Do Australian residents pay CGT on foreign assets like overseas shares or property?
Yes. Australian residents are taxed on their worldwide income and capital gains, including gains from foreign assets such as overseas shares, foreign investment property, and foreign currency. If you are an Australian tax resident and you sell a foreign asset for a profit, that capital gain must be declared on your Australian tax return.
Foreign currency gains: When you sell foreign assets, the gain must be converted to Australian dollars using the ATO's exchange rate (the spot rate on the date of the transaction, or an average rate for the income year if the ATO permits). Fluctuations in exchange rates can themselves create taxable gains or losses — if you hold foreign currency and the AUD depreciates, you may have a forex gain when you convert back.
CGT discount available: Australian residents can still claim the 50% CGT discount on foreign assets held for more than 12 months, subject to the normal rules. Companies cannot claim the discount.
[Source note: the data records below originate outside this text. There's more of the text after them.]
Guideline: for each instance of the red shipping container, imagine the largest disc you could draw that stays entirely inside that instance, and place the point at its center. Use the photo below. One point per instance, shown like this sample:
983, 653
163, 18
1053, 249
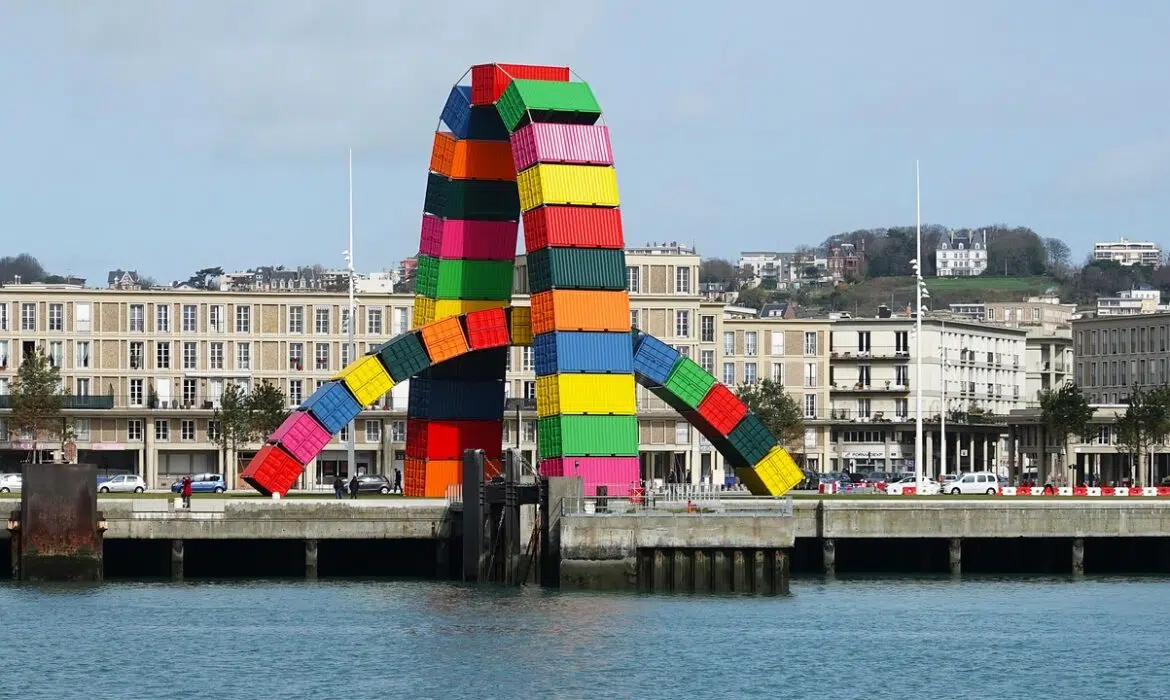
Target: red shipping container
447, 439
722, 409
572, 226
272, 471
577, 144
487, 329
490, 80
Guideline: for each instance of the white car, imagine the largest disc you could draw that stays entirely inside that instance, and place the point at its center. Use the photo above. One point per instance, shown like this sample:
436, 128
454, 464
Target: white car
9, 482
929, 487
975, 482
123, 484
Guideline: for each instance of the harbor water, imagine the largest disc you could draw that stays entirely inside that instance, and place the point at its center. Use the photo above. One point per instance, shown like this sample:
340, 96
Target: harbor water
864, 638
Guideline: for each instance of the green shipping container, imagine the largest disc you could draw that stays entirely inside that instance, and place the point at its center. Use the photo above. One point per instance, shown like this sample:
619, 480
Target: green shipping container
577, 268
548, 101
688, 382
587, 436
751, 440
463, 279
486, 200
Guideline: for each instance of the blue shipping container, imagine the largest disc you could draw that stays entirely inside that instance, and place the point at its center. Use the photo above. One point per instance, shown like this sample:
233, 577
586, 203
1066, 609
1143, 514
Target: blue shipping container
583, 351
653, 361
456, 399
481, 123
332, 405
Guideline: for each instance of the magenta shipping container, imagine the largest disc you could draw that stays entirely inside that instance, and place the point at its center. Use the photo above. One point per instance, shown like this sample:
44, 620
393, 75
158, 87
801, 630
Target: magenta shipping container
458, 239
618, 473
301, 436
562, 143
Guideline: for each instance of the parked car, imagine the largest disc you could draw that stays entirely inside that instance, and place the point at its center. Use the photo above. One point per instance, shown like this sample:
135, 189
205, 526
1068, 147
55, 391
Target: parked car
374, 484
9, 482
974, 482
202, 484
123, 484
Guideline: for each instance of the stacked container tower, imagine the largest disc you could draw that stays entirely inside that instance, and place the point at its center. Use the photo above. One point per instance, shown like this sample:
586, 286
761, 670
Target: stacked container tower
523, 144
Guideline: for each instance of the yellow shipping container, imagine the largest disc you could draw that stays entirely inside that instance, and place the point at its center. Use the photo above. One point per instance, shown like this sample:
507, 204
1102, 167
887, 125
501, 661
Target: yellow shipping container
594, 395
587, 185
366, 378
522, 326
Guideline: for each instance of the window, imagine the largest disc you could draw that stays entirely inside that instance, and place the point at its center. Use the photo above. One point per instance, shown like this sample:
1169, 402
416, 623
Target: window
190, 317
242, 318
81, 355
56, 316
373, 431
373, 322
137, 318
707, 329
215, 318
707, 361
190, 392
163, 356
296, 320
136, 392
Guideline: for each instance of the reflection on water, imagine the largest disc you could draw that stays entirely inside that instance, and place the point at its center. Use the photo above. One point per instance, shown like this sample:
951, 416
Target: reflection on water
868, 637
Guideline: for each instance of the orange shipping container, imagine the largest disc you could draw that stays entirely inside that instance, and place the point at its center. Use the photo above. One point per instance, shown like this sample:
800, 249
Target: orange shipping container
578, 309
472, 159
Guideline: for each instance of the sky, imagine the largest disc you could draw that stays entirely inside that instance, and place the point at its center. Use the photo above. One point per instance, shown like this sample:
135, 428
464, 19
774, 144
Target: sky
171, 136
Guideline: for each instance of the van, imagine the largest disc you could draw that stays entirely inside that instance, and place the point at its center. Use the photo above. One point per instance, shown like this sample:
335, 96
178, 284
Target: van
974, 482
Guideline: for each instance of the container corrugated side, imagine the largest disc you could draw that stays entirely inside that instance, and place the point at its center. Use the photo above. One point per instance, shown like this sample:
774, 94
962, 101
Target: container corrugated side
582, 185
582, 351
548, 101
569, 309
569, 226
561, 143
577, 268
587, 436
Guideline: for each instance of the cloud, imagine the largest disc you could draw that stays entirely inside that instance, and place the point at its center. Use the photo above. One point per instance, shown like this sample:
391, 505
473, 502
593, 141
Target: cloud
302, 79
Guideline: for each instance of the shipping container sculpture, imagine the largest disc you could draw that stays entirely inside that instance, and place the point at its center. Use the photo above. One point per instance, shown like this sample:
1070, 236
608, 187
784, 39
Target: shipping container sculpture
523, 143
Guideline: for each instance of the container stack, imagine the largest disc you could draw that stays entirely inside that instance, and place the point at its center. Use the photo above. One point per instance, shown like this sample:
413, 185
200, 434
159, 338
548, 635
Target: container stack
568, 193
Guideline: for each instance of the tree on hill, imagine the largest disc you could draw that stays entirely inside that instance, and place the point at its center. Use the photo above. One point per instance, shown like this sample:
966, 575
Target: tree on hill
36, 400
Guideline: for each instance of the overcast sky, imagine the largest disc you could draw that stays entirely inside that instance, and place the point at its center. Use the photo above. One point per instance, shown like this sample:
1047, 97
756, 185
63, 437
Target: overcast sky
173, 135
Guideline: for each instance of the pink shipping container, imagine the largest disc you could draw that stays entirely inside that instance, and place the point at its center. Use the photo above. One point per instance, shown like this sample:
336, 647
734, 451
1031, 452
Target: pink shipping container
301, 436
618, 473
458, 239
562, 143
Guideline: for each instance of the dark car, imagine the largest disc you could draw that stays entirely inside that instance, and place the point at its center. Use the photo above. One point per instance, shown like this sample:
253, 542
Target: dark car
374, 484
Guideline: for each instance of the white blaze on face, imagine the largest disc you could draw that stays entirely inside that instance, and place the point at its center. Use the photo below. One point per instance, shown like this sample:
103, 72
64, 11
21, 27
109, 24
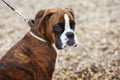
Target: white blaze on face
63, 37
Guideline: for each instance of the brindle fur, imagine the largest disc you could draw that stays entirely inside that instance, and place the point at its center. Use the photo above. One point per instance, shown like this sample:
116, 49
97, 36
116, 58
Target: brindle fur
30, 58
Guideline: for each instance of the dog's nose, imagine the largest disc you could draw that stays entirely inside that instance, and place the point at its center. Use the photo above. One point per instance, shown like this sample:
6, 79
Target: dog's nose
70, 35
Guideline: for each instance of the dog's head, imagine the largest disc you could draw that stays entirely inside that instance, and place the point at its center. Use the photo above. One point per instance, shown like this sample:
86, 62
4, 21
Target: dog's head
57, 26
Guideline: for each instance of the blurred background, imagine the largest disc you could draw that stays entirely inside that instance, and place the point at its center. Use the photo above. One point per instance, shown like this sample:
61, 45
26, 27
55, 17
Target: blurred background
97, 56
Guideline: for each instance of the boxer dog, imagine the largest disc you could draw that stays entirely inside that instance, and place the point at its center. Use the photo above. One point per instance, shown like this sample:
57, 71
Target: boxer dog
34, 57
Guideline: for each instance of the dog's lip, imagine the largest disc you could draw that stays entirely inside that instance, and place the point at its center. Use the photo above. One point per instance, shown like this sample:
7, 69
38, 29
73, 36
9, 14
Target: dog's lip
70, 43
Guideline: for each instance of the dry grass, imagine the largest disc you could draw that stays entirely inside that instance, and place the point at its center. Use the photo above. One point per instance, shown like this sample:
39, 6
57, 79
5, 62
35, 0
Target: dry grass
97, 56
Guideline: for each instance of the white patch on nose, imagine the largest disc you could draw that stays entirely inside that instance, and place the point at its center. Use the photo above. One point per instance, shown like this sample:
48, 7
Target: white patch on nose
63, 37
67, 26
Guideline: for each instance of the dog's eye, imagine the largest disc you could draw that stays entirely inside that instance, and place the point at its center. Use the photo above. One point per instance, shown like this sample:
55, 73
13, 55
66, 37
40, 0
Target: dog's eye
72, 25
58, 28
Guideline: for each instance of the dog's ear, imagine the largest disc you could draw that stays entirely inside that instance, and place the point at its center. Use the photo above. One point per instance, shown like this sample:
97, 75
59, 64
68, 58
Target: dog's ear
41, 17
71, 11
31, 23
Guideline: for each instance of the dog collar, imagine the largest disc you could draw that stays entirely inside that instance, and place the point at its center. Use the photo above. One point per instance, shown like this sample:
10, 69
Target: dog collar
39, 38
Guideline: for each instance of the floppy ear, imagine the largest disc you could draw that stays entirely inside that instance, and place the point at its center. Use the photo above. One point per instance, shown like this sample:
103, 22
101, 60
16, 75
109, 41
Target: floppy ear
41, 17
31, 23
71, 11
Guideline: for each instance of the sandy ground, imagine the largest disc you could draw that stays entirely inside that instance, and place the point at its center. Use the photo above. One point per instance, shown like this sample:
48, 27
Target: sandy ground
97, 56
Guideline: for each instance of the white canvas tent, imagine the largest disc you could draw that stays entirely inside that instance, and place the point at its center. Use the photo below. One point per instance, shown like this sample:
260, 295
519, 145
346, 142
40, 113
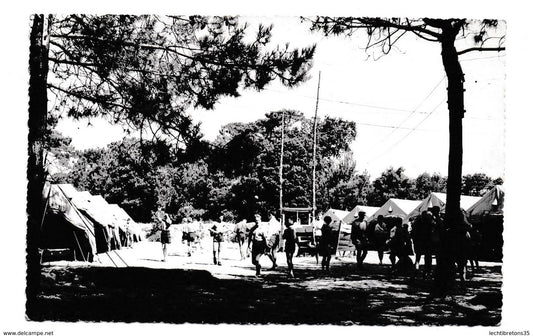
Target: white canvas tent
341, 228
64, 226
352, 215
490, 203
439, 199
130, 224
337, 217
396, 207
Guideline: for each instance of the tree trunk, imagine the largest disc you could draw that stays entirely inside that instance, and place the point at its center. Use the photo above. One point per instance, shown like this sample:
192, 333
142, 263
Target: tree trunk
38, 67
445, 260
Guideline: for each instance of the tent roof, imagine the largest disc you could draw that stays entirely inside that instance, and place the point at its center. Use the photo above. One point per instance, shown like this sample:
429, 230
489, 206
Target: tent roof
339, 214
399, 207
369, 211
58, 198
485, 203
466, 201
439, 199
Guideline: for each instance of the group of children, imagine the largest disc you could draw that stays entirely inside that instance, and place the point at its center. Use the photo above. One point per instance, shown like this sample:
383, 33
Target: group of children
259, 240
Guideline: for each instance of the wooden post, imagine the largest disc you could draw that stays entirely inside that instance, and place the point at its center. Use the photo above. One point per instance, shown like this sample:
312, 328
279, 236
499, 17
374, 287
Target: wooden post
314, 151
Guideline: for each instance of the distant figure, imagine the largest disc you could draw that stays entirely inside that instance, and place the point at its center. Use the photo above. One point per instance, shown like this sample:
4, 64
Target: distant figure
325, 246
421, 233
359, 238
273, 242
217, 233
289, 236
165, 234
189, 235
257, 238
241, 232
380, 237
400, 244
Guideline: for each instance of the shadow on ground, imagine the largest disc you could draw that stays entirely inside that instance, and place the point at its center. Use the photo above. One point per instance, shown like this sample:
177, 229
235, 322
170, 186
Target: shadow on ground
343, 297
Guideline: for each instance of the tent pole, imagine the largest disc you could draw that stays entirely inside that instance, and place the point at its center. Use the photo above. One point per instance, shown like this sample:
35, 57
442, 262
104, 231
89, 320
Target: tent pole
81, 250
45, 207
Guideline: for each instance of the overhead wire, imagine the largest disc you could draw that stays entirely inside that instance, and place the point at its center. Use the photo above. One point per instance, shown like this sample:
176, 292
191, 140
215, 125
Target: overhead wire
409, 133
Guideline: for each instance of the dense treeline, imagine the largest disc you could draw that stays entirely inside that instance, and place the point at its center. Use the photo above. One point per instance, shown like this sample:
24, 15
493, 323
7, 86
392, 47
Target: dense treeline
238, 173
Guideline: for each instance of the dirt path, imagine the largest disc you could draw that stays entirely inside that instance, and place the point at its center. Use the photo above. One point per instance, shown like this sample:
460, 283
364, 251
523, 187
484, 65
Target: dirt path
191, 289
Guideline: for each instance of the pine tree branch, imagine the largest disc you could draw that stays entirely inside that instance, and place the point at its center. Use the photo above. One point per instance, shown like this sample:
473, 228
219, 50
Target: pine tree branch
480, 49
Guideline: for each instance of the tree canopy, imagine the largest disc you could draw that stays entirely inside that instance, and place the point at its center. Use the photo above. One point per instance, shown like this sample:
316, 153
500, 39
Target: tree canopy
144, 71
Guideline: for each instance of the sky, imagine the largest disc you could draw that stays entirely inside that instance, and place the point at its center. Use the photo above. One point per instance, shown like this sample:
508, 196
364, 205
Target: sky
397, 101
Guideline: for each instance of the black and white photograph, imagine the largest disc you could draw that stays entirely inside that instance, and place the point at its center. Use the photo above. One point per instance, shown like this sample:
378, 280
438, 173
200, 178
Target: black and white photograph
352, 170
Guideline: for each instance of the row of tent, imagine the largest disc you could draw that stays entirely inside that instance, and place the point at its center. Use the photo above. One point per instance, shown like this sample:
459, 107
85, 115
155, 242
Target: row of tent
84, 224
474, 207
478, 210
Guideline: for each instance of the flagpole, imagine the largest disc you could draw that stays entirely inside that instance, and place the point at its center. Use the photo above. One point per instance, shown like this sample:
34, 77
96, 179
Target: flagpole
314, 150
281, 168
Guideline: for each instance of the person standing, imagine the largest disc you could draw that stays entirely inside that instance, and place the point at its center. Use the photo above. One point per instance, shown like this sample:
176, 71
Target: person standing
189, 235
165, 233
380, 237
257, 238
217, 233
289, 236
359, 238
241, 232
325, 246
Foreign tax credits: If you paid capital gains tax or equivalent tax in the foreign country on the same gain, you may be able to claim a foreign income tax offset in Australia to avoid double taxation. Australia has double tax agreements with many countries that specify which country has primary taxing rights. You can generally offset the foreign tax paid against your Australian tax liability on the same income, so you pay the higher of the two rates but not both in full.